Человек общительный, Вигель знал всю светскую Москву, каждый вечер бывал в гостях, перенося сплетни из одной гостиной в другую. Именно он, по выражению Герцена, «немецкого происхождения русский патриот» (известный не с лицевой стороны по эпиграмме Пушкина) пустил в ход, то есть читал в разных домах, доносительские стихи Языкова.
Читал и расшифровывал: «сладкоречивый книжник, оракул юношей-невежд» Грановский, «легкомысленный сподвижник беспутных мыслей и надежд» — Герцен, «плешивый идол строптивых душ и слабых жен» — Чаадаев.

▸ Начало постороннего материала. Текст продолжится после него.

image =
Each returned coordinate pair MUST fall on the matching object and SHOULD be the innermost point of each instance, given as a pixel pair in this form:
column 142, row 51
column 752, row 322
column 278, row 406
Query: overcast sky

Не довольствуясь этим и ревнуя к доносительскому темпераменту Языкова, Вигель и сам написал донос петербургскому митрополиту Серафиму на Чаадаева.
Он, кстати, назвал «Ревизор» Гоголя «клеветой в пяти действиях».
Конечно, не везде чтение Филиппа Филипповича имело успех. Например, в салоне поэтессы Каролины Павловой.
Там его сенсационная декламация была встречена холодно. Поэтесса осудила поэтическую клевету Языкова в своем ответе:
Во мне нет чувства, кроме горя,
Когда знакомый глас певца,
Слепым страстям безбожно вторя,
Вливает ненависть в сердца…
Мне тяжко знать и безотрадно,
Как дышит страстной он враждой,
Чужую мысль карая жадно
И роясь в совести чужой.
Такие нравственно-чистоплотные славянофилы, как братья Киреевские — Иван и Петр, как Константин Аксаков, отплевывались от памфлетов своего единомышленника Языкова. Константин Аксаков писал Юрию Самарину:
«Стихи Языкова сделались орудием людей, с которыми у нас нет общего… против людей достойных и прекрасных».
Даже Гоголь, столь дружественно в свой религиозно-мистический период относившийся к Языкову и первоначально похваливший его антизападнические стихи, написал ему по поводу пасквиля «К не нашим»:
«Нельзя назвать всего совершенно у них ложным… к несчастию, не совсем без основания их некоторые выводы».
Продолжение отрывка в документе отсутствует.